Support Questions

Find answers, ask questions, and share your expertise
Celebrating as our community reaches 100,000 members! Thank you!

In Zeppelin loading a simple TextFile where do I put a file so Zeppelin will see it using a Spark TextFile read?

New Contributor

Sandbox 2.5 on Virtualbox 5.1.12 on a Windows 10 machine.

I am trying to load a text file using Spark in Scala and I am not sure where to place the files so they can be seen in Zeppelin. Is there a good tutorial to familiarize me with the access for Zeppelin? I have an SSH window open using the and can access the file system on the virtualbox but not sure where Zeppelin will be looking to read a file. I am not super saavy at Linux so working my way through.

The error I get is:

markFIle: org.apache.spark.rdd.RDD[string] = cdrs.txt MapPartitionsRDD[37] at textFile at <console.:31

org.apache.hadoop.mapred.InvalidInputException: Input path does not exist: hdfs:// 8020/user/zeppelin/cdrs.txt

I have gone through some of the tutorials but have not seen anything related to how Zeppelin uses hdfs to read files verses me using the SSH to the VirtualBox at root to locate files.


Rising Star

In Zepplin you can use:

hdfs dfs -ls /user/zeppelin

uid=503(zeppelin) gid=501(hadoop) groups=501(hadoop)

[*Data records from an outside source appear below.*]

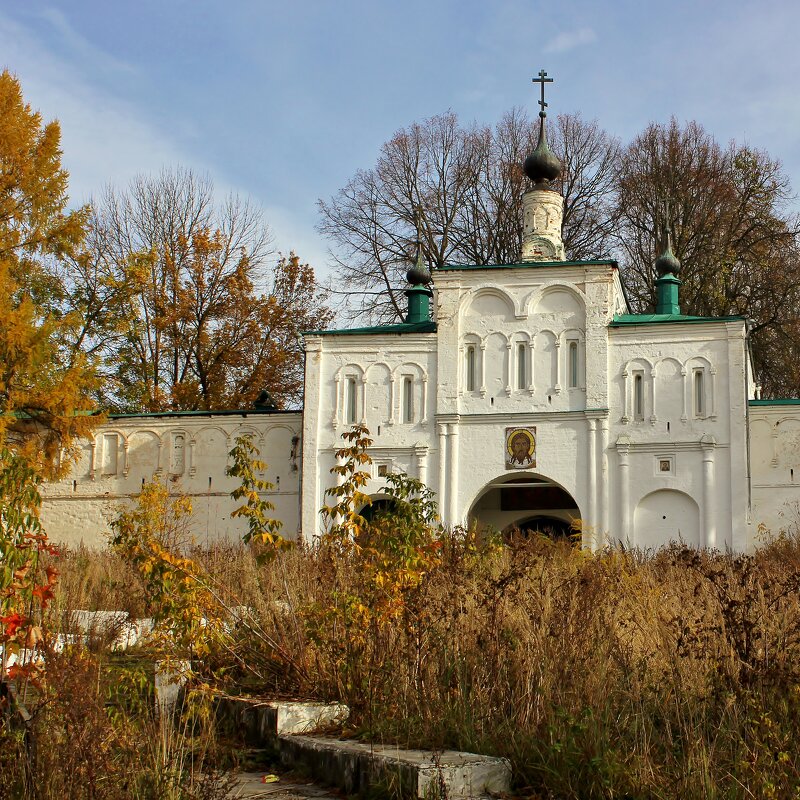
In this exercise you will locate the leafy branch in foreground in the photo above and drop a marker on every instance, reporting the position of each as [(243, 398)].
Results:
[(262, 528)]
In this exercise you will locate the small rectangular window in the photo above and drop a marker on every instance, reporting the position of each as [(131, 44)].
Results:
[(573, 365), (177, 457), (470, 368), (522, 366), (350, 401), (408, 399), (638, 395), (110, 453), (699, 393)]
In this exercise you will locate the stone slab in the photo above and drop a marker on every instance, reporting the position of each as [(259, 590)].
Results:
[(357, 768), (261, 722)]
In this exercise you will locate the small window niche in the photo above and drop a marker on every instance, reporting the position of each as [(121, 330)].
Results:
[(408, 399), (638, 395), (664, 466), (177, 459), (573, 365), (699, 401), (470, 367), (110, 453), (350, 401), (522, 366)]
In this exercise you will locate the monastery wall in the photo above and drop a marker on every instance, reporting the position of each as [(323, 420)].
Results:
[(678, 436), (775, 466), (189, 453), (384, 381)]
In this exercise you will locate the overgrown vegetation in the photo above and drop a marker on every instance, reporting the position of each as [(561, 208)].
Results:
[(620, 674)]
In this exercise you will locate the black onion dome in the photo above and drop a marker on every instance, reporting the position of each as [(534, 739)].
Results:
[(542, 166), (419, 274)]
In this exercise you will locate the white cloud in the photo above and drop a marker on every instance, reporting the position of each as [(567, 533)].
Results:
[(108, 139), (569, 40), (103, 137)]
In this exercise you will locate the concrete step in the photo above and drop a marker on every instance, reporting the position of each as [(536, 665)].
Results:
[(358, 768), (261, 722), (288, 729)]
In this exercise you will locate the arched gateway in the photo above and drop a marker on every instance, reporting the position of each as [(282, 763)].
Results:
[(527, 501)]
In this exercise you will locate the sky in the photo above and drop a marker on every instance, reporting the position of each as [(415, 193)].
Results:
[(283, 102)]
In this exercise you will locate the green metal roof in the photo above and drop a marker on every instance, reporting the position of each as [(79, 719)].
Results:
[(528, 265), (399, 328), (621, 320), (228, 412)]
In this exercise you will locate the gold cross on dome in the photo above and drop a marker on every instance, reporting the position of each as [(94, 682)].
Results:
[(542, 79)]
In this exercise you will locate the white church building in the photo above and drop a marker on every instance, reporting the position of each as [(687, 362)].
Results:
[(525, 395)]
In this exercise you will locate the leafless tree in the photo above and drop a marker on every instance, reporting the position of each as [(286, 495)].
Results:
[(467, 182), (729, 211)]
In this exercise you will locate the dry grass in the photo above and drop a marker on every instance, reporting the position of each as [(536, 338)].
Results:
[(613, 675)]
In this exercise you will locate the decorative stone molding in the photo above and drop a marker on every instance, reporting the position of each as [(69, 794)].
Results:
[(543, 213)]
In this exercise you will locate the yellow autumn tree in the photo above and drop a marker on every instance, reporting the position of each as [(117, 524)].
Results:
[(45, 384)]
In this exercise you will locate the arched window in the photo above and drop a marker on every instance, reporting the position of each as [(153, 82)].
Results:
[(572, 366), (177, 456), (351, 397), (638, 396), (408, 399), (470, 368), (699, 392), (110, 453)]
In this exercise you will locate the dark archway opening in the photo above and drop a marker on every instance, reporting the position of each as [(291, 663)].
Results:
[(526, 504)]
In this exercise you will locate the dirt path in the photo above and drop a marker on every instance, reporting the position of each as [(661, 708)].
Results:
[(250, 786)]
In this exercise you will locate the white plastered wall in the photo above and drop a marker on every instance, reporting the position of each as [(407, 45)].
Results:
[(775, 468), (189, 453)]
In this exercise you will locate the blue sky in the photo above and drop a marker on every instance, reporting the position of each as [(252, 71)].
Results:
[(284, 101)]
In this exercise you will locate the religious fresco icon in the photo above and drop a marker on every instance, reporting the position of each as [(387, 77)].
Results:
[(520, 448)]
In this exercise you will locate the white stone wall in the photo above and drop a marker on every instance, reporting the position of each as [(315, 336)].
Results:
[(644, 426), (678, 468), (775, 468), (189, 452), (673, 467), (378, 365)]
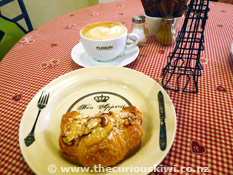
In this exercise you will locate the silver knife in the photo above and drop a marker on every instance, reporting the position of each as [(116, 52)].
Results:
[(162, 115)]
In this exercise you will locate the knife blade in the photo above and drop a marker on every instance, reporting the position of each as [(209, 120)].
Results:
[(162, 115)]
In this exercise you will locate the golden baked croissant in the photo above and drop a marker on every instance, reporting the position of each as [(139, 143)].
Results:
[(102, 139)]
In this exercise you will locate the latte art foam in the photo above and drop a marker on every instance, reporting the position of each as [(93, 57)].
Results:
[(103, 30)]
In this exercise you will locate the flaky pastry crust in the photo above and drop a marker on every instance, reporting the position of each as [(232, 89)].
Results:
[(102, 139)]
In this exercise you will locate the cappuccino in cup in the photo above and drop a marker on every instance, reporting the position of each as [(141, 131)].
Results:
[(104, 41)]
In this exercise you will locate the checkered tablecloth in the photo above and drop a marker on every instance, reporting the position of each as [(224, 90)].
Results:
[(204, 135)]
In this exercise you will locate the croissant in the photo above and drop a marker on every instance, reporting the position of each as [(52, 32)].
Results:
[(103, 139)]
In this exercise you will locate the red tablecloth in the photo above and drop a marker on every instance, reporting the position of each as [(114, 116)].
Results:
[(204, 135)]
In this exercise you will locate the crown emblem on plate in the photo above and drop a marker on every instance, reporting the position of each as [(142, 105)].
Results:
[(101, 98)]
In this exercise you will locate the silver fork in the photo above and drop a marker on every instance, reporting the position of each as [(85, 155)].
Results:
[(41, 104)]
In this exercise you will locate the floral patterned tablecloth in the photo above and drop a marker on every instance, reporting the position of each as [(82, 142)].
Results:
[(204, 135)]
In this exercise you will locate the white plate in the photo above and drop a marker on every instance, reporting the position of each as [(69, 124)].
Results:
[(77, 90), (80, 57)]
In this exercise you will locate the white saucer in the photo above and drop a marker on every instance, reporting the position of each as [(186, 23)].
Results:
[(80, 57)]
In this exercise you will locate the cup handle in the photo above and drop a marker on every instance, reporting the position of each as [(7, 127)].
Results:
[(135, 40)]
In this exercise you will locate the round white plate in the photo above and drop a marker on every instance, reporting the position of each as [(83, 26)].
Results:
[(79, 90), (80, 57)]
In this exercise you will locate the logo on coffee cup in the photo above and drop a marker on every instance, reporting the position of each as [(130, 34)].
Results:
[(104, 47)]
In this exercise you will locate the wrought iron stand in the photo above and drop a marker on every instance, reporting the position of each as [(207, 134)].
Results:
[(184, 61)]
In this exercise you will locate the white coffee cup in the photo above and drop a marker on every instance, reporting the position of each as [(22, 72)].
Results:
[(104, 41), (153, 23)]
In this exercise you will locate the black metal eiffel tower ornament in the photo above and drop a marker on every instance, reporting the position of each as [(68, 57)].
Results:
[(183, 64)]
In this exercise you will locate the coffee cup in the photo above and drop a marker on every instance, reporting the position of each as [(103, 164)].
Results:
[(104, 41)]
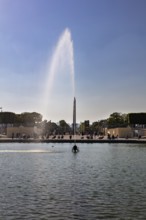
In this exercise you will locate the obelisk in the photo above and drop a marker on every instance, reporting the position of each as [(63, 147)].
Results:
[(74, 116)]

So this user you can use local or store it on hdfs at this users home dir: /user/zeppelin

New Contributor

How do I get a file into that directory? Forgive my inexperience.

Rising Star

I suggest following this tutorial, it show how to load data and copy files...

Super Collaborator

In general Zeppelin is running on the Zeppelin server machine in the cluster. So it cannot access local files from the users host machine.

The typical thing to do is to upload the file into HDFS and use the HDFS path in %spark notebook code to read the file using Spark.